In this post, I covered the quadrature amplitude modulation (QAM) used in NTSC composite signal encoding, as well as short introduction to color space conversions. Armed with these, we can convert a composite signal in YIQ or YUV color space to a RGB component signal.
The article is getting quite long, so I think I’ll write another post later on implementation details of these techniques in code level. There are also some issues not covered in here that arise when implementing the conversion, such as syncing to scanline color carrier phase, and (auto-)detecting color signal amplitudes from the NTSC signal. So stay tuned for a follow-up!
This looks like a fun project! Thanks for the write up. I would like to look at the raw data captured by the scope. I wanted to try something similar with an FPGA. Could you upload some frames to pastebin or Dropbox? I am still modeling this in matlab but I really need a little raw data to test my algorithm.
Did you post something about how did you synchronized your local color carrier with the color burst sent with the signal?
Is there an easy way to modify your software to decode a series of stored values on a USB stick from a data capture rather than in realtime? I would like to use the technique you describe to capture COMPOSITE CGA signals. I’d like to hook up a scope, capture the raw data on a non-changing single composite signal. Use multiple frames of data to derive the perfect oversampling and make a super high quality picture. Sound silly?
Also – I have a single channel 100 MHz scope.
Hi Chris! I think it would be quite simple, there are only a few function calls to Picoscope API which basically fetch X bytes of data for processing. Replacing those with pieces of code feeding your stored buffer should be simple.
A bit more tweaking would be needed to get 100 % of CGA frames, as the current code is prepared to discard part of the data to get one complete frame per capture (few FPS). But even that shouldn’t be too hard, it is not too much of code.
Did you try a comb filter at all?
The NTSC colour clock runs for 227.5 cycles per line, so phase should invert between one line and the next. Hence if you use a delay line equal to one line period — if the signal is S and you’ve got perfect sync that gives you S(x, y) and S(x, y-1) — then double the luminance is S(x, y) + S(x, y-1) and double the chrominance is S(x,y) – S(x, y-1).
The advantage is that it’s exactly two point samples, rather than a box sample. You end up with a two-line rolling vertical average but that’s instead of performing a horizontal averaging.
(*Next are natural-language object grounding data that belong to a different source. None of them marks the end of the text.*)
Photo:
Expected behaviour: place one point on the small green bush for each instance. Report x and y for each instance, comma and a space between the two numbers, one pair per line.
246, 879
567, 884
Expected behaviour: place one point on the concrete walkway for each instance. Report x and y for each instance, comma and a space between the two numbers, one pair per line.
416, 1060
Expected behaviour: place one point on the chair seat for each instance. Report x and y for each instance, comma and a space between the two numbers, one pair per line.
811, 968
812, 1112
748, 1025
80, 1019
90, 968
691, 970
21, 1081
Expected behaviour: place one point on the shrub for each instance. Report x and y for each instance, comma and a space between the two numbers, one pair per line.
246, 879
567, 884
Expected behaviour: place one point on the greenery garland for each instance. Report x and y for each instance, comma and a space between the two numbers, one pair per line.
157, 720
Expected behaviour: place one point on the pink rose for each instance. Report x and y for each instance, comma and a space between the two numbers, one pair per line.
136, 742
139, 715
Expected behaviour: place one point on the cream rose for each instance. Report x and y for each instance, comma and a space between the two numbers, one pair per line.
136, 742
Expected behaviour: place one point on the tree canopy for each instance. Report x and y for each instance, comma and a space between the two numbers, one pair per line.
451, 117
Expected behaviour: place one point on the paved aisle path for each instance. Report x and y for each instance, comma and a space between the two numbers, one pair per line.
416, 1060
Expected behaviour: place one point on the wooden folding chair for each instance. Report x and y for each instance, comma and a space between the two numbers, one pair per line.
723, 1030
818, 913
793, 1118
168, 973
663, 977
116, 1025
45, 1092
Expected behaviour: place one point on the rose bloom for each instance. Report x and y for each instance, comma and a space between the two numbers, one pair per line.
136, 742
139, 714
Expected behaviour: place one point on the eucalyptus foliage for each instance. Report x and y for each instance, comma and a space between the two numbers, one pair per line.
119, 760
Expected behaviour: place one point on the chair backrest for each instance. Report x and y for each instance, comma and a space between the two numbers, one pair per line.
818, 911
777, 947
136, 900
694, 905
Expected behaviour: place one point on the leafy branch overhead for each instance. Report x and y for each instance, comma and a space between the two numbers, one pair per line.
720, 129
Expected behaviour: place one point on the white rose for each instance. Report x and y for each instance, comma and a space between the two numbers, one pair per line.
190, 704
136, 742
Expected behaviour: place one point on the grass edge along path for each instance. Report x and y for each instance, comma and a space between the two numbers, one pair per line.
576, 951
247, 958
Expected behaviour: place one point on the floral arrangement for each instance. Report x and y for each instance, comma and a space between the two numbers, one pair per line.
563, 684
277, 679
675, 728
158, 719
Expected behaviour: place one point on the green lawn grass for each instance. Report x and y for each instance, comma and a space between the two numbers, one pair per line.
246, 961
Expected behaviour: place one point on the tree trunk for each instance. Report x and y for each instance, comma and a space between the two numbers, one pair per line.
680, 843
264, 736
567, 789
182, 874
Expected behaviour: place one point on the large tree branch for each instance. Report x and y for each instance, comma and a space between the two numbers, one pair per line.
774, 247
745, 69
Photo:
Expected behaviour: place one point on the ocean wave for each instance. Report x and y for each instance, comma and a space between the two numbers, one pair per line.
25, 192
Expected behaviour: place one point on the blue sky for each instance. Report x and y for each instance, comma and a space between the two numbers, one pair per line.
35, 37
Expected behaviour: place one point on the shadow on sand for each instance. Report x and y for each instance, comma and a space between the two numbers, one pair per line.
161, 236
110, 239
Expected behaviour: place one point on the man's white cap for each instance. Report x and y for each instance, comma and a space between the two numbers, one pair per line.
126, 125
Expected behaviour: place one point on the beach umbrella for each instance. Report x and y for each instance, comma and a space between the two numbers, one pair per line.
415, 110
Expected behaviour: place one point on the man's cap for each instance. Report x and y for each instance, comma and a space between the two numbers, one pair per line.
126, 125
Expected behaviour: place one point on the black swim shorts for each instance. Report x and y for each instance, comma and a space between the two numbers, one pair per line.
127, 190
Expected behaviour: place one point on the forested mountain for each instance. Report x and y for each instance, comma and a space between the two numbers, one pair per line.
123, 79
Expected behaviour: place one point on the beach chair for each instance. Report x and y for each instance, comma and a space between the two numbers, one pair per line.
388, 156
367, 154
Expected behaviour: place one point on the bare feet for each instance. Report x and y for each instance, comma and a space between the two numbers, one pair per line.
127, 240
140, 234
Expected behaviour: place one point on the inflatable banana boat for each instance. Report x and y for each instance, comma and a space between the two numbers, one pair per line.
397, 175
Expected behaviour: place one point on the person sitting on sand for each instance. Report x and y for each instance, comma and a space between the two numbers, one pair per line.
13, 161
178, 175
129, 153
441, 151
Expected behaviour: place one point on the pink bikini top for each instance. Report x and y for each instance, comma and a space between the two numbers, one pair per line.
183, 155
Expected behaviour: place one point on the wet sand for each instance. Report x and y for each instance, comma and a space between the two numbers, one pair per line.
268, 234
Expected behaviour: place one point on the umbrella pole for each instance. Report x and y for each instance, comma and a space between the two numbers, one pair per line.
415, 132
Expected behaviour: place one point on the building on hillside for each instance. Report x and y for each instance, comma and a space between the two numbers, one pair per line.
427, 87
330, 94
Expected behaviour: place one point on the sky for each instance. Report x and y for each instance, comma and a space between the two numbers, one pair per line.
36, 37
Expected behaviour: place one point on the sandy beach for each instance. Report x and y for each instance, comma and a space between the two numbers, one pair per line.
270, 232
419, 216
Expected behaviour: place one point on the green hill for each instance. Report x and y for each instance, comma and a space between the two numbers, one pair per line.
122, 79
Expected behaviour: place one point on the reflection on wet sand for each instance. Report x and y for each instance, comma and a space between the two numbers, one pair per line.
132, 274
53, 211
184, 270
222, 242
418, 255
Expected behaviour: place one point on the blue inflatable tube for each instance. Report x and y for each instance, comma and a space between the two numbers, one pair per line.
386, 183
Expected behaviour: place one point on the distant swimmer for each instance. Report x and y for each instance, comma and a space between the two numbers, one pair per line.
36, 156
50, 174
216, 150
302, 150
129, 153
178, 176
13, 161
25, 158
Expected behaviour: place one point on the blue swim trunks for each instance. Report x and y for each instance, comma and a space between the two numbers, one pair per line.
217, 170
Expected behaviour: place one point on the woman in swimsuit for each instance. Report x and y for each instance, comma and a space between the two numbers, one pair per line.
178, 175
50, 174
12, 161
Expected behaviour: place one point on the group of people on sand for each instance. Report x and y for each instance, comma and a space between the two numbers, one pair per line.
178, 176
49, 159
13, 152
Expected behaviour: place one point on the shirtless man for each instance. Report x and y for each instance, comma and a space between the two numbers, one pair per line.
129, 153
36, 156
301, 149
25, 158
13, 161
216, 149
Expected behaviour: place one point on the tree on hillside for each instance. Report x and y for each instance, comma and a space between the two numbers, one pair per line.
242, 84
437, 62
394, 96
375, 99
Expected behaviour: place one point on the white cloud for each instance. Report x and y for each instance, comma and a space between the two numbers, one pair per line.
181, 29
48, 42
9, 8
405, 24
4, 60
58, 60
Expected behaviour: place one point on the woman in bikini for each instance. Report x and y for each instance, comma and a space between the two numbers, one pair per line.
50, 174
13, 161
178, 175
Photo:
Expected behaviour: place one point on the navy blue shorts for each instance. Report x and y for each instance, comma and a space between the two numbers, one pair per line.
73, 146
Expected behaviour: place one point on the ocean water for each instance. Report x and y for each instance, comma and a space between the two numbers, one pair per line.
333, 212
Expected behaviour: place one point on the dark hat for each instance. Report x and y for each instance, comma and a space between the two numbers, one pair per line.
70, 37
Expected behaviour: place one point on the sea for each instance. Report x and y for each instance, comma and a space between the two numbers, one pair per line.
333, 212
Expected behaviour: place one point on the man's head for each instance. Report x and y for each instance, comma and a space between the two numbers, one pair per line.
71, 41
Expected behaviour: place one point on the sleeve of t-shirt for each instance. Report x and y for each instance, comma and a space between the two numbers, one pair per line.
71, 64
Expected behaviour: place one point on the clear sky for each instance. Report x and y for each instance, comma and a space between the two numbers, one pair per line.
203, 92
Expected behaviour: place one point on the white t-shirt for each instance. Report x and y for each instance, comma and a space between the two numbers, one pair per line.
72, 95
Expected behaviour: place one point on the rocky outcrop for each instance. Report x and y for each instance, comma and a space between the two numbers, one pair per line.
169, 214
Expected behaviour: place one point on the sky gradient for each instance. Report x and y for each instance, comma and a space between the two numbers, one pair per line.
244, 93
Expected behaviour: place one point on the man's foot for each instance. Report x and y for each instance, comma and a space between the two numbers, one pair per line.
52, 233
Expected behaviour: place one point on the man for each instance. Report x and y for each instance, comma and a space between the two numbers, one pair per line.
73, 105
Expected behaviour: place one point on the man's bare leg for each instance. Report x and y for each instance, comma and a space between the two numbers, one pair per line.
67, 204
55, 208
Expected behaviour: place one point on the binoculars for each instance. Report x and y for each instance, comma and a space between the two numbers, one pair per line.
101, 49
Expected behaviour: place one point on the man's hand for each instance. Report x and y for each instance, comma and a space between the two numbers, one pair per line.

I can’t speak as to the subjective difference so I’m curious as to whether you explored? Also have you uploaded the raw sample data anywhere for others of us that might like to poke about?
Thanks for insightful comment!
I think I just synced each line individually, no comb filtering. Also, the techniques related to getting the best image quality started getting quite advanced when I read about them for such a “proof-of-concept” project, so I decided that simple is enough. :)
Unfortunately I didn’t capture the signal in raw form for other to try out, setting up everything again is a bit of a hassle, so I’m not sure if I get around to it unless I decide to continue the project in one way or another.